As an entrenched democracy with widespread and relatively open political and social institutions, the United Kingdom might not immediately come to mind for a state that is backsliding away from democracy. Indeed, Freedom House ranks the UK as one of the freest and most democratic countries on a global scale while Varieties of Democracy (V-Dem) shows no significant autocratizing within the state (Freedom House 2023; Varieties of Democracy Institute 2023). However, simply because there is no present democratic erosion does not mean that states are invulnerable to its effects. The institutions within the United Kingdom seem in many ways prime to be exploited by populists or other would-be autocrats. Current policies and dysfunction within the Government and Parliament, alongside the previous case of Brexit demonstrate this. To better understand and prevent democratic erosion, the UK is a helpful case to analyze how institutions can possibly be used undermined democracy in the future.
There is no better place to start for this than the 2016 Brexit referendum over whether the UK should leave the European Union. Although on its face a popular referendum would seem to be the epitome of democratic expression, in this case it drove division and the partial normalization of populist rhetoric thereby turning into a microcosm of the flaws within many Western democracies. For example, a major impetus for the referendum was the growing, if still small, electoral influences of the UK Independence Party (UKIP), a right-wing populist party which gained seats in Parliament and a majority of seats for the UK’s European Parliament delegation by capitalizing on longstanding Euroscepticism within the country (Shaw, Smith, and Scully 2017; Webb and Bale 2014). UKIP displayed the hallmarks of populism with opposition against liberal elites and an “Us” versus “Them” rhetoric strategy (Müller 2016).
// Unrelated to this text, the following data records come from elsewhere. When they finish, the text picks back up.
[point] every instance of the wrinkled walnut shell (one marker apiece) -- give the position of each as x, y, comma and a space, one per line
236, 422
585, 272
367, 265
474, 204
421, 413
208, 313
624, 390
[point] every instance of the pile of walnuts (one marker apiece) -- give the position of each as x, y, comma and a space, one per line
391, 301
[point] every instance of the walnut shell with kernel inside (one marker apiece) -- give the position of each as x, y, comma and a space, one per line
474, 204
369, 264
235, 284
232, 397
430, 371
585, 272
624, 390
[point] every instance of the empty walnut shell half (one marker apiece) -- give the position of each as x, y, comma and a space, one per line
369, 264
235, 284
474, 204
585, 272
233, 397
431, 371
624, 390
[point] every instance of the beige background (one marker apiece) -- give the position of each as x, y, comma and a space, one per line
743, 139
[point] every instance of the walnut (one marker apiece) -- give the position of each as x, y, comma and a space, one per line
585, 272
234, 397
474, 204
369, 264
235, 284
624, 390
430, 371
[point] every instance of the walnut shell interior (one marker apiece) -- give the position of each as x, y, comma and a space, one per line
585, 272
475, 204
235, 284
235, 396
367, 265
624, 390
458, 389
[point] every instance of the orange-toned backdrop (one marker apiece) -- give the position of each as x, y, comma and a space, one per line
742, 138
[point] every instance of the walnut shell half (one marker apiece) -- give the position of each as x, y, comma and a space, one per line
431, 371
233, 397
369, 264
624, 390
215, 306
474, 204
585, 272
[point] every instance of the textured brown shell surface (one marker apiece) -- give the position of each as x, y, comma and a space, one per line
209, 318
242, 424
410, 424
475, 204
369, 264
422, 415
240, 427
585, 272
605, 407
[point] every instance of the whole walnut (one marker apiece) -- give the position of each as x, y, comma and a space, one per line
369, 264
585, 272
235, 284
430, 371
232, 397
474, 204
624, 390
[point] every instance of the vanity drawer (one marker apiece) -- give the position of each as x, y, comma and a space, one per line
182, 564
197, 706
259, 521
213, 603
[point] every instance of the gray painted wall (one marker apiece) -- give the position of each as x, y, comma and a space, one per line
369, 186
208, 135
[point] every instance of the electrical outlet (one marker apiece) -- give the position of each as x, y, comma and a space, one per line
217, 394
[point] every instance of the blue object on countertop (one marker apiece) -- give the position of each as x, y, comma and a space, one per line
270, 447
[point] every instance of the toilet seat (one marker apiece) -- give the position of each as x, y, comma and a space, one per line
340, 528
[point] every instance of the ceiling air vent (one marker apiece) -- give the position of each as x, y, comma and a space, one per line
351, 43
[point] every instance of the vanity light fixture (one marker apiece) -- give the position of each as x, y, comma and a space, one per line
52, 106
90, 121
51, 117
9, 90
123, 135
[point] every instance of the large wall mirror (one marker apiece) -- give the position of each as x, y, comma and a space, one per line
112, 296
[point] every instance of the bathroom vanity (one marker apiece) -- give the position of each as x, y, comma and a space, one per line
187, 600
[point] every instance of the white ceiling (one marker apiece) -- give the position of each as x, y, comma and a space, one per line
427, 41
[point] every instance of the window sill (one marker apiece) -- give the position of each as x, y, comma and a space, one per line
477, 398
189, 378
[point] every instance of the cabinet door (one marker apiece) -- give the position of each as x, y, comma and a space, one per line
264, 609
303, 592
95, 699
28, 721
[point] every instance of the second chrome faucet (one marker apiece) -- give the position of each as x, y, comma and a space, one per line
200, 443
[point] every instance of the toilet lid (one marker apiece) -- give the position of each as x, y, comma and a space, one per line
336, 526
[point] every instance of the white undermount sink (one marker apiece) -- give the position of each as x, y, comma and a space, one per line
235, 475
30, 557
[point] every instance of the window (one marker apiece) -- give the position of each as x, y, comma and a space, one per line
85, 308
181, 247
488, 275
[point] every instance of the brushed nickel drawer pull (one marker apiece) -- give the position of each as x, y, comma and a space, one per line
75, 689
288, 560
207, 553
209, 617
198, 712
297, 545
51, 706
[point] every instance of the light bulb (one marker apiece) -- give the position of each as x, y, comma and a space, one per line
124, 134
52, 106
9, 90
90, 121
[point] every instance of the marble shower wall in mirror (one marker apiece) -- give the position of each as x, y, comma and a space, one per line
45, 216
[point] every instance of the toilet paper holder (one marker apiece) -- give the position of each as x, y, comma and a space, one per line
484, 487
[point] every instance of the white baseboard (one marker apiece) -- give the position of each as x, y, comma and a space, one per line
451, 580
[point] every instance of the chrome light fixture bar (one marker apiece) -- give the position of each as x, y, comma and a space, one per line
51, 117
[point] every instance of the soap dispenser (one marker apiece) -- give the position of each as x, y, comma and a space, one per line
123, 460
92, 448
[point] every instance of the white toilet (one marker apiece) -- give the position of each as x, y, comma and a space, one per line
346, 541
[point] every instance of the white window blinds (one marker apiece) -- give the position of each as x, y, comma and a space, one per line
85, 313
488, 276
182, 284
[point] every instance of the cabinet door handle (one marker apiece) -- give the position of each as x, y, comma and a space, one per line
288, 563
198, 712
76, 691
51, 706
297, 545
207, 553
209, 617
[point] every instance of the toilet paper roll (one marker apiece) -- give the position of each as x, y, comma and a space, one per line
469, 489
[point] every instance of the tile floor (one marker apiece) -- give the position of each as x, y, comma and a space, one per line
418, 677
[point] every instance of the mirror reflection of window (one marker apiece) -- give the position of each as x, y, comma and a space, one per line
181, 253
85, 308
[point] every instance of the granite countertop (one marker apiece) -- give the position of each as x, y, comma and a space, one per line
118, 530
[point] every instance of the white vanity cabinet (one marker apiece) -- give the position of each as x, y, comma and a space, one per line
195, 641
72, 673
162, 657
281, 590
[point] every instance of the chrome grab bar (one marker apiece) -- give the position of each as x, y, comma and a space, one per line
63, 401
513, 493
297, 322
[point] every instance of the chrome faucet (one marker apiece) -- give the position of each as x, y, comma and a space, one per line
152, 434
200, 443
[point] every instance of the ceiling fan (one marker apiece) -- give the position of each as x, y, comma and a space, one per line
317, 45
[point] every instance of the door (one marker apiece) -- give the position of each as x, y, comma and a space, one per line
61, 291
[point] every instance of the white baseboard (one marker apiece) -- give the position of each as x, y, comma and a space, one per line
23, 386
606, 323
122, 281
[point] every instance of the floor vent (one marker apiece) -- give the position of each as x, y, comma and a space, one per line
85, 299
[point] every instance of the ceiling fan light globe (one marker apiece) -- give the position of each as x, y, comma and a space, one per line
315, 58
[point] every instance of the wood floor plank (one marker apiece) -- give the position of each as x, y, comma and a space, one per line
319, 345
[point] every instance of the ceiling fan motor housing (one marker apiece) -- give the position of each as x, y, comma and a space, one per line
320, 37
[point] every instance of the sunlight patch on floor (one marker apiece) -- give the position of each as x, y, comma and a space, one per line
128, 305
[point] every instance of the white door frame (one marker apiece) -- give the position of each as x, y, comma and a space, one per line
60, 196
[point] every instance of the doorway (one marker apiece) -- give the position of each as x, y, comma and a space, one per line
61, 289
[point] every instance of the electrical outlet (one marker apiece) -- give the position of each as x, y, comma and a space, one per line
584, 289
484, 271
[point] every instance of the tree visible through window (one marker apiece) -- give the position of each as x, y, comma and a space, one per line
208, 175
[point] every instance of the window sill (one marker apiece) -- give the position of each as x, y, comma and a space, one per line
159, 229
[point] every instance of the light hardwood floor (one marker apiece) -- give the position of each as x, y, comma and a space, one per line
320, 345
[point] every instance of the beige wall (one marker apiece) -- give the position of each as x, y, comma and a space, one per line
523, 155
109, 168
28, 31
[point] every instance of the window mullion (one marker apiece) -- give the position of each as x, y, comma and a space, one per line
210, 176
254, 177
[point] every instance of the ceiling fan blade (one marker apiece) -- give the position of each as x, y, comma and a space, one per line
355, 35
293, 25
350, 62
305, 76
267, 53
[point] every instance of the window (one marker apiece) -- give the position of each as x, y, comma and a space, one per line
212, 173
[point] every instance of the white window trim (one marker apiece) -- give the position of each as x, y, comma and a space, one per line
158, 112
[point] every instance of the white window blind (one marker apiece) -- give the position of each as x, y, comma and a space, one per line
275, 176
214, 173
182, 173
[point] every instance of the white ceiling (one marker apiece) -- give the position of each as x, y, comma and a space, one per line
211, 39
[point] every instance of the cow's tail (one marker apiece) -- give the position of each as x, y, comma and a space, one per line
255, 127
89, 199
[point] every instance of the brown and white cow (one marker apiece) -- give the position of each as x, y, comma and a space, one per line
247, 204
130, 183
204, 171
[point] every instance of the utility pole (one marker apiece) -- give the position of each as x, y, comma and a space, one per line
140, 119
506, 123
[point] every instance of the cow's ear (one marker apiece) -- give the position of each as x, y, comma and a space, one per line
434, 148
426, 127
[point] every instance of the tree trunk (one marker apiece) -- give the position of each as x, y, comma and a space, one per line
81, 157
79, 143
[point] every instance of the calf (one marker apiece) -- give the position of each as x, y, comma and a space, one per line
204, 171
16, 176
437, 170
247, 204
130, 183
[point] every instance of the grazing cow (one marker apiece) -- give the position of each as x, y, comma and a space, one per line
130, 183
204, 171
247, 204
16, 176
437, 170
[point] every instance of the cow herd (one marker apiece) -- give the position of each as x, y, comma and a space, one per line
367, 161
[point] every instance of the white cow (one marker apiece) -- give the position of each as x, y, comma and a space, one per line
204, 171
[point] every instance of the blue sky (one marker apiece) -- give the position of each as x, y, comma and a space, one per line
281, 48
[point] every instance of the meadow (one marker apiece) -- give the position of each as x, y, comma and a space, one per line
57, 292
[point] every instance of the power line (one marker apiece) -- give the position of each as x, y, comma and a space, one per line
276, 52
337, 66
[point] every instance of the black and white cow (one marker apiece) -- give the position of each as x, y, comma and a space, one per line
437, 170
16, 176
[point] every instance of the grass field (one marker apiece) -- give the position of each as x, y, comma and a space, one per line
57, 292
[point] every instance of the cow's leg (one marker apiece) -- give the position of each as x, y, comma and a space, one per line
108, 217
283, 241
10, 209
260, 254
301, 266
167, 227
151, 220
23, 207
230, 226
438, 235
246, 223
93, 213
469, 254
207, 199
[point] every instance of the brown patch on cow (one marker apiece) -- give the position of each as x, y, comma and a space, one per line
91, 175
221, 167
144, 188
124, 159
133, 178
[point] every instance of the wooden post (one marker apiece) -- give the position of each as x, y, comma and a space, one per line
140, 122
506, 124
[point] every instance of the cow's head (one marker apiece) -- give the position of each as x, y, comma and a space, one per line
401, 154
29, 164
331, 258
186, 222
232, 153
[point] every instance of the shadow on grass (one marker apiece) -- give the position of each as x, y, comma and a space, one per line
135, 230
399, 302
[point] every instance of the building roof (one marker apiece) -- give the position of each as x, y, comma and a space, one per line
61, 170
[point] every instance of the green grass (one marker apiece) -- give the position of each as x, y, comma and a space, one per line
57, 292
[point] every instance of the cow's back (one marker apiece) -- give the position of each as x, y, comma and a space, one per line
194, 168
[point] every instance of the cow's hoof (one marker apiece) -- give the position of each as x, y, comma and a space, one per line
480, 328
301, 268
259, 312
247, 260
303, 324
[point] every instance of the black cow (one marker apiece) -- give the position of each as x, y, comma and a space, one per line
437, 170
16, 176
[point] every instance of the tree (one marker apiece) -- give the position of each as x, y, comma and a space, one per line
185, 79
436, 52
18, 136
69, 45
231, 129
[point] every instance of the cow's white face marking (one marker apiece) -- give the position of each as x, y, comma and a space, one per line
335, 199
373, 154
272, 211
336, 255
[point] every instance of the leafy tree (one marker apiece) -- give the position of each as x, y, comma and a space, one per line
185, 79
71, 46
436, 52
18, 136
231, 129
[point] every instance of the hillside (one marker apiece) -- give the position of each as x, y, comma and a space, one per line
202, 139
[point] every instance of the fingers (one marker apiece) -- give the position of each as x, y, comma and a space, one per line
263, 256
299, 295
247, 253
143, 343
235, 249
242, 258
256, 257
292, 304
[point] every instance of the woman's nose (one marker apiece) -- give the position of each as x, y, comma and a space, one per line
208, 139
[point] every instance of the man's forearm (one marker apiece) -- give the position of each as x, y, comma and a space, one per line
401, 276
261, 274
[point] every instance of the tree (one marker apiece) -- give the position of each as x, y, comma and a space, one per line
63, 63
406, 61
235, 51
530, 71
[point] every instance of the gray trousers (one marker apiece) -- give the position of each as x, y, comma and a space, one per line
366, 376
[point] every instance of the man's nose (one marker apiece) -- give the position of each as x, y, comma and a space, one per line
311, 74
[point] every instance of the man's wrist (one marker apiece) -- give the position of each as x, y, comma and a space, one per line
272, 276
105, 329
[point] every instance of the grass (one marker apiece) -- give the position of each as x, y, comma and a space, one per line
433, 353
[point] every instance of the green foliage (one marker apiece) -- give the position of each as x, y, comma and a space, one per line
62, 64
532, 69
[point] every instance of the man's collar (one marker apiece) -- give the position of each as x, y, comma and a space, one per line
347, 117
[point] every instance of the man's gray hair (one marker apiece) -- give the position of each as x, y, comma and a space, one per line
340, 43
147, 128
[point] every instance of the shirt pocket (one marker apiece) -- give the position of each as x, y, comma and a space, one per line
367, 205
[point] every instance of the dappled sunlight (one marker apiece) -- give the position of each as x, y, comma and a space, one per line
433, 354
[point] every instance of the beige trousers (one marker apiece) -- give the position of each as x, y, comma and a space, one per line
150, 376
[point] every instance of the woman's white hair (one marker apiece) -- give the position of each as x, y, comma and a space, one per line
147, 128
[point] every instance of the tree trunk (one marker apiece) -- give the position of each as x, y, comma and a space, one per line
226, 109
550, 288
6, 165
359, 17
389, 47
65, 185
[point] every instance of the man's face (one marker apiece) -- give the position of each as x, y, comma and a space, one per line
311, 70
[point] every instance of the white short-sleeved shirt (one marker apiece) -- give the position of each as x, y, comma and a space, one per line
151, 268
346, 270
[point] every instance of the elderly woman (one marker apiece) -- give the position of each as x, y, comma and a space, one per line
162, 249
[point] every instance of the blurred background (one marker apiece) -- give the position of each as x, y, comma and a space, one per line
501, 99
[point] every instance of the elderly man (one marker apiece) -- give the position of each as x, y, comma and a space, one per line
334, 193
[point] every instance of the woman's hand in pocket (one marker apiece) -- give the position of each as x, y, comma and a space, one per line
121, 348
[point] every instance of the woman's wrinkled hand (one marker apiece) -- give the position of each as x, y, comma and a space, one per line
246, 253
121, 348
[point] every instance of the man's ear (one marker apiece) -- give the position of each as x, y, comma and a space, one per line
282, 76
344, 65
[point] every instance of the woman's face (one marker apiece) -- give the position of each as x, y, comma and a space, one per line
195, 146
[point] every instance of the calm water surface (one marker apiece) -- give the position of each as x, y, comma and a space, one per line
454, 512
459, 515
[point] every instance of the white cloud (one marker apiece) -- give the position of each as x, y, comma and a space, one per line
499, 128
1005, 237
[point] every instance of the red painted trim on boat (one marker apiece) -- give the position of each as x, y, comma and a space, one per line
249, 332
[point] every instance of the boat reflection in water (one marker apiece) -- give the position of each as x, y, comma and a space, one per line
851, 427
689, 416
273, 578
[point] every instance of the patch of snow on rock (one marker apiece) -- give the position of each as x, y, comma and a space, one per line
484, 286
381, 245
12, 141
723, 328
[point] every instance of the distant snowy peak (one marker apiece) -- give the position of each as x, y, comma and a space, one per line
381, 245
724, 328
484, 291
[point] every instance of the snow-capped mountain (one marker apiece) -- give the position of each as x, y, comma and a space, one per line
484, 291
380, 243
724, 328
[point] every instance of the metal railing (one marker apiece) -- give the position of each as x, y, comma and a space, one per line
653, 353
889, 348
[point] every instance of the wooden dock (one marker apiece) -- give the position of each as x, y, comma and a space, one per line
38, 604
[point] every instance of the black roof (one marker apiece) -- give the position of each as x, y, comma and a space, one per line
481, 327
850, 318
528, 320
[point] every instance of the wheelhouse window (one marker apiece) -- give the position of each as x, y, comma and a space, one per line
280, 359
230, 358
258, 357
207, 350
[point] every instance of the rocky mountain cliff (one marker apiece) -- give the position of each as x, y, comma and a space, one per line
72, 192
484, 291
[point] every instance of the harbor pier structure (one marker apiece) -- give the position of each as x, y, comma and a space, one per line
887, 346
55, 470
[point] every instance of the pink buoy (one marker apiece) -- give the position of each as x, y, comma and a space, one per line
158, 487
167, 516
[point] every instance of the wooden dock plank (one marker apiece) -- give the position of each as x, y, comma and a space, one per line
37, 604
With the mainstream Conservative Party facing voting losses from its right flank, it was necessary for them to respond in some way. As indicated by Berman (2021), in this scenario parties are faced with strategies of being either dismissive, adversarial, and accommodating towards successful populist parties. In this case, the decision by the Conservative government to co-opt Euroscepticism culminated in the decision to hold a Brexit referendum despite a lack of clear support amongst the political establishment (Shaw, Smith, and Scully 2017). Although this halted the electoral successes of UKIP and clear-cut populism, the success of the referendum meant the resignation of the Prime Minister and an eventual exit from the EU. These events showed the vulnerability of the party system towards resisting populist policies and tactics. In the years following, populist rhetoric has not necessarily abated. Conservative leaders used similar rhetoric to implement Brexit and have continued to espouse sometimes controversial anti-immigration views.
There are other structural problems that are worrying for the United Kingdom in the age of democratic backsliding. In particular systemic issues relating to the majoritarian nature of Parliament and the plurality voting system. When put in light of other examples of democratic erosion in countries like Poland and Hungary whose ruling parties faced obstacles to erosion, there is relatively little in the way to stop the same within the UK.
Other countries must reckon with constitutional restraints and supermajority rules. Meanwhile, the UK lacks a codified constitution, running on majoritarianism and the strength of democratic norms instead. Essentially, as long as a majority party maintains cohesion they could theoretically repeal or pass any laws they wish. Additionally, the court system would likely not be a large impediment or a major target by a party eroding democracy. Without a constitution and under principles of parliamentary sovereignty, court rulings are limited to procedural and law interpretation issues (Casciani 2019; Greene 2020).
Another avenue oft used in backsliding countries is to manipulate the electoral system. As the United Kingdom uses plurality single member districts to vote, they are vulnerable to the effects of gerrymandering. Strategies to undermine opposition parties in this way have been particularly effective in Hungary where that ruling Fidesz party has redrawn districts and received a disproportionate number of seats in return (Scheppele 2022). These tactics undermine necessary democratic values inherent within free and fair elections diluting the ability for citizens to have their voices heard (Levitsky and Way 2002). If citizens begin losing confidence in the electoral system, it is not too far before the legitimacy and effectiveness of democracy begins to be lost (Linz 1978).
So where do these factors leave the UK’s ability to resist democratic erosion? Clearly the UK is still a strong democracy. The very fact that democratic norms have held despite institutional gaps would seem to indicate a strong democratic state. However, that should not obstinate a very real worry: though thus far neither major party in UK has shown obvious authoritarian tendencies there are few institutional guardrails against it.
The US has a strong constitution and court system yet has still seen a dysfunction of democratic and civil norms precipitated by the Trump presidency (Crandall, Miller, and White 2018; Gills, Patomäki, and Morgan 2019). Erosion is not a process limited to the newer democracies in places like Eastern Europe; longstanding democracies are also facing issues in this regard. And regardless of democratic erosion, the UK political system is going through some level of dysfunction already. The Conservative Party has been in power for over a decade and in just the previous six years have gone through five prime ministers. And with support shifting strongly away from the party, elections still probably remain a year away (Courea 2023; Gregory 2022). In addition, economic hardship and changing cultural norms have become major political issues, a worrying development as they can encourage further populism (Inglehart and Norris 2017). Such volatilities could spell trouble if not dealt with in an equitable way and might destabilize trust in institutions even further than Brexit. The response by major parties to these crises during the upcoming election could be a major indicator of current attitudes towards populism and democratic norms.
That being said, we should not be overly negative about the position the UK finds itself in. Despite the divisiveness and populist rhetoric during Brexit, the exit eventually happened through negotiations by the government following a decisive election victory. The ability for institutions to survive these challenges and the possibility of elections to continue in a free and fair manner may bode well into the future if other issues can be overcome. For a system supremely reliant on democratic norms and responsible majoritarianism, the UK’s core institutions seem to be resilient in this moment.